Rheumatoid arthritis (RA) is an autoimmune disease that causes a chronic inflammation in the synovial membranes of multiple joints in the body. It attacks the lining of the joints and often produces severe pain and inflammation, joint disfigurement, and loss of joint movement and function. Extra-articular involvement including rheumatoid nodules, vasculitis, eye inflammation, neurologic dysfunction, cardiopulmonary disease, lymphadenopathy, and splenomegaly are manifestations of the disease. Although the usual disease course is chronic, some patients will spontaneously enter a remission.
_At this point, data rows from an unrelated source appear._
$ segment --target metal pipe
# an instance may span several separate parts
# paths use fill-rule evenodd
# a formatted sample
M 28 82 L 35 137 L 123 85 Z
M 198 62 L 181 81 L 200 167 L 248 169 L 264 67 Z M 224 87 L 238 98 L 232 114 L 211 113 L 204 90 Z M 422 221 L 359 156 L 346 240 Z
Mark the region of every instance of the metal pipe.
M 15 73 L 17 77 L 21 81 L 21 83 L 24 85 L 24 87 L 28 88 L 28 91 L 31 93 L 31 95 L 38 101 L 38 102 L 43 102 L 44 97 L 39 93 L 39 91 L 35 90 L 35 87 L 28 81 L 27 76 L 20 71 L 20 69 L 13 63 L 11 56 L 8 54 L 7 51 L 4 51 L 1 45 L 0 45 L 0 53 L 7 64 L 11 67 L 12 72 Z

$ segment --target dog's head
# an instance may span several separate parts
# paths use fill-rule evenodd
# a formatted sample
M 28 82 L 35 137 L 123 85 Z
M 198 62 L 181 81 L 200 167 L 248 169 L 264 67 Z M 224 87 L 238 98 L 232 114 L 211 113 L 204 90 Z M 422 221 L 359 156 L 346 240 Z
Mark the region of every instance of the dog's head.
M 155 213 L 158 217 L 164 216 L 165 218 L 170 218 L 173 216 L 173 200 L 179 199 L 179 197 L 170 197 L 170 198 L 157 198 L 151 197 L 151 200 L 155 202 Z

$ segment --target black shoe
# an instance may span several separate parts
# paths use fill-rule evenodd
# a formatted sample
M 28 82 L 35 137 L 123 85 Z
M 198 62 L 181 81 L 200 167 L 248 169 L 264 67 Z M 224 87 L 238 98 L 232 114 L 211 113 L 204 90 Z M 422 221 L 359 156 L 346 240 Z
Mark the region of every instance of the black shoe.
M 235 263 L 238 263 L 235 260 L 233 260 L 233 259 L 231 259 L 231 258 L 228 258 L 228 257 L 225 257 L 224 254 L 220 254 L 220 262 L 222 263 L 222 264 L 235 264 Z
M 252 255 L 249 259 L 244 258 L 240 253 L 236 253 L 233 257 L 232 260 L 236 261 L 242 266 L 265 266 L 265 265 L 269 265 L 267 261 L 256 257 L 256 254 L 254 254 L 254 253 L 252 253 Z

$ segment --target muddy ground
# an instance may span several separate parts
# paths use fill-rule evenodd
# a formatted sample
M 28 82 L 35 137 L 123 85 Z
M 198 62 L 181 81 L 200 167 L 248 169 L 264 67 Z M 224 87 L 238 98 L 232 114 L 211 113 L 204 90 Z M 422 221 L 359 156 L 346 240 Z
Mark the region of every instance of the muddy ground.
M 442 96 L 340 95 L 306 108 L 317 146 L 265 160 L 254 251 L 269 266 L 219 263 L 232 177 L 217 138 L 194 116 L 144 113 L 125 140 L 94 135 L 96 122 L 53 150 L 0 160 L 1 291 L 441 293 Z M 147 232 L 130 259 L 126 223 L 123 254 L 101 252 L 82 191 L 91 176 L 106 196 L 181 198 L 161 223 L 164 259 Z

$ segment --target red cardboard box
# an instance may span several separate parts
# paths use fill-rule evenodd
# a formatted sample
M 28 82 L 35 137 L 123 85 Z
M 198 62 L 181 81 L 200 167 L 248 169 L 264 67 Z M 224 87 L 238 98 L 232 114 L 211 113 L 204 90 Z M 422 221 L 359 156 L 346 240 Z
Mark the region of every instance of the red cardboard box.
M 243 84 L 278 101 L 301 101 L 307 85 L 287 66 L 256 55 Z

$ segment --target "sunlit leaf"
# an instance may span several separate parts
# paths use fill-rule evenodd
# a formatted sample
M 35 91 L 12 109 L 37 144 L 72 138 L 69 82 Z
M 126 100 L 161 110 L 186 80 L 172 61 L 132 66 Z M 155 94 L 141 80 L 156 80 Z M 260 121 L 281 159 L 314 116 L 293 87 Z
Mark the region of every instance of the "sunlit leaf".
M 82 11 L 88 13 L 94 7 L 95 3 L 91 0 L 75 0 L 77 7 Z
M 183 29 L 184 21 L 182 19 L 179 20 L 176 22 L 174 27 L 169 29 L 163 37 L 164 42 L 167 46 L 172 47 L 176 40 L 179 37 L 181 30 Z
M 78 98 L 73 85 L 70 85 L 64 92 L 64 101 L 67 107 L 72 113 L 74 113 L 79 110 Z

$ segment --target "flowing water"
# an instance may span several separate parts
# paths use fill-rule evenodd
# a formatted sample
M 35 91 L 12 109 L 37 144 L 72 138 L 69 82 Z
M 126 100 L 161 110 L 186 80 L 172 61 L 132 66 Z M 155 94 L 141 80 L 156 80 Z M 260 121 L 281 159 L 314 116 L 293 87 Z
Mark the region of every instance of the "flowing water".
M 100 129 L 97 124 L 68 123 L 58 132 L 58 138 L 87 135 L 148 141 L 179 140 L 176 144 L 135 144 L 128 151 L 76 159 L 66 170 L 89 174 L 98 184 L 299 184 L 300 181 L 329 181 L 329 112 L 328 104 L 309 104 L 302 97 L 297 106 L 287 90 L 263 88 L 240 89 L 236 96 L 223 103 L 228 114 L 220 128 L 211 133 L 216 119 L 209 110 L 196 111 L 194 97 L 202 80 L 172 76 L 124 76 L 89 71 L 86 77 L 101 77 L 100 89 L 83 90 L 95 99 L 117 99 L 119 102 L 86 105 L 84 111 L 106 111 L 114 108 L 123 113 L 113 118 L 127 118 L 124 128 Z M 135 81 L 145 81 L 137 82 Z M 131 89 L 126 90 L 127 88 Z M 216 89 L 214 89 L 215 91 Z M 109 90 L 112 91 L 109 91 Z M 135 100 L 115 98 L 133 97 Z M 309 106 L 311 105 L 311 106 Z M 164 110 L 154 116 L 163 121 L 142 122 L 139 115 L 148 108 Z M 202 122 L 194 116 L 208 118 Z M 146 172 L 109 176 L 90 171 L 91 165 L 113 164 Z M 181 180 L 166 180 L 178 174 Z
Cardiovascular disease or heart disease is a class of diseases that involve the heart or blood vessels (arteries and veins). There are several risk factors for cardiovascular disease that are essentially immutable. These are older age, male gender, and a family history of CVD. Additionally, three major risk factors identified include cigarette smoking, dyslipidemia (high cholesterol), and hypertension. Other identified factors associated with increased risk for cardiovascular disease include physical inactivity, sleep problems, diabetes mellitus, rheumatoid arthritis, obesity, excessive intake of alcohol, thrombotic and fibrinolytic factors, elevated homocysteine levels, certain infections and inflammation, exogenously administered estrogens and androgens, certain psychosocial factors, increased fasting glucose. and frequency of migraines. The synergism of the presence of multiple risk factors must also be considered.
A recent study sought to compare the incidence of cardiovascular disease in patients with rheumatoid arthritis with the incidence of type 2 diabetes. The cohort study included 353 patients with rheumatoid arthritis who were followed for three years to determine the incidence of cardiovascular disease. The researchers then used Cox proportional hazard models to compare this incidence with the three-year incidence of cardiovascular disease in a general population cohort consisting of 1852 people, of which 155 had type 2 diabetes. It was found that the three-year incidence of cardiovascular disease was 9 percent in patients with RA and 4.3 percent in the general population. The results revealed that both patients with RA and patients with type 2 diabetes had two times the risk of cardiovascular disease compared with the general population. Therefore it appears that RA and type 2 diabetes have an equally strong risk factor for developing cardiovascular disease.1
1 Peters MJ, van Halm VP, Voskulyl AE, et al. Rheumatoid arthritis: an equally strong risk factor for cardiovascular disease as diabetes mellitus. Ned Tijdschr Geneeskd. 2010;154(17):1469.